Ms Walters, though, gave the impression that the questioner was eye to eye with the rider, not standing with his neck cricked upwards.

The lack of those physical details left the scene flat. It read like a script – directions and dialogue, but no life.

Contrast this with Gavin Maxwell and Gerald Durrell. They are known primarily because they wrote about animals and the natural world. Not because they made these creatures cute and lovable – but because they made them complex, intriguing individuals.

And – even better – when they turned their writerly eye to human characters these were just as compelling.

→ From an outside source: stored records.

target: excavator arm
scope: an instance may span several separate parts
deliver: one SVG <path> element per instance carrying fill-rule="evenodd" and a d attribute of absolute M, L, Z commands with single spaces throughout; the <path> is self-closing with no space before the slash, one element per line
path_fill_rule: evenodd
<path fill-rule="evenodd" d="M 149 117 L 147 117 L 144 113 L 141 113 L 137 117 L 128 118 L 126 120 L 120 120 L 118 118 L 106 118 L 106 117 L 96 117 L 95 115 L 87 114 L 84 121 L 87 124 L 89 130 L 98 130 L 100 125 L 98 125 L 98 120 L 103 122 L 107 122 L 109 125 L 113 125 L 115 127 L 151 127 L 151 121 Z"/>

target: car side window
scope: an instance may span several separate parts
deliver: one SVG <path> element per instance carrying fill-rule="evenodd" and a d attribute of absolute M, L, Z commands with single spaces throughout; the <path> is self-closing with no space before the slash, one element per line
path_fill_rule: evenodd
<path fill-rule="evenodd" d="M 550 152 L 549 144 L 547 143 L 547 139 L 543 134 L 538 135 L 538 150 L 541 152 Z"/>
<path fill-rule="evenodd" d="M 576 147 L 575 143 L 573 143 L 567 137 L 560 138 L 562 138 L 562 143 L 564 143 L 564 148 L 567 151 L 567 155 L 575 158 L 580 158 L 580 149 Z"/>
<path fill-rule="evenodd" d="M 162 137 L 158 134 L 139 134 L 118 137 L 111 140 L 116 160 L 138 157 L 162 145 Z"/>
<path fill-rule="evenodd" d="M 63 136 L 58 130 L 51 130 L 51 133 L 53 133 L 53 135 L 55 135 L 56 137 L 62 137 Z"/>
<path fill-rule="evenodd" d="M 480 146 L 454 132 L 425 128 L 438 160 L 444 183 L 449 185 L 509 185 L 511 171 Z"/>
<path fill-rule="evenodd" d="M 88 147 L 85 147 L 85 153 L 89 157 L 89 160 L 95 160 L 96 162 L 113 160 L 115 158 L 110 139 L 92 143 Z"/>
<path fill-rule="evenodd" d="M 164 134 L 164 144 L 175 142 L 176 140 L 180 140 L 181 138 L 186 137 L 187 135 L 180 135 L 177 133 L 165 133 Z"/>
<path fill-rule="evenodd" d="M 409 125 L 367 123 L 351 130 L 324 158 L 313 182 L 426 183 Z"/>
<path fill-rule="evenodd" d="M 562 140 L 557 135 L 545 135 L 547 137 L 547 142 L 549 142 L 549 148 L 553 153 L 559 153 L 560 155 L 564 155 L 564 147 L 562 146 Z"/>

This is what I’m really getting at. Humans are animals too. We react to physicality and to body language – from animals and from other people. We respond to being watched, to being close to someone who may be afraid of us, or clumsy with us, or dangerous. Or someone we are repelled by. Or fancy. Or are bored by. Or who might fire us. Or who might bite our neck.

Descriptions need to use all the senses, including – very important – what a scene feels like. Physicality is a kind of truth and a writer who can describe animals with truth can describe humans with truth too. Writers who ignore this are missing something important.

Take-home point

Think like a Buddhist. Every living thing in your novel has to have life.

And your reward is that your story will live too.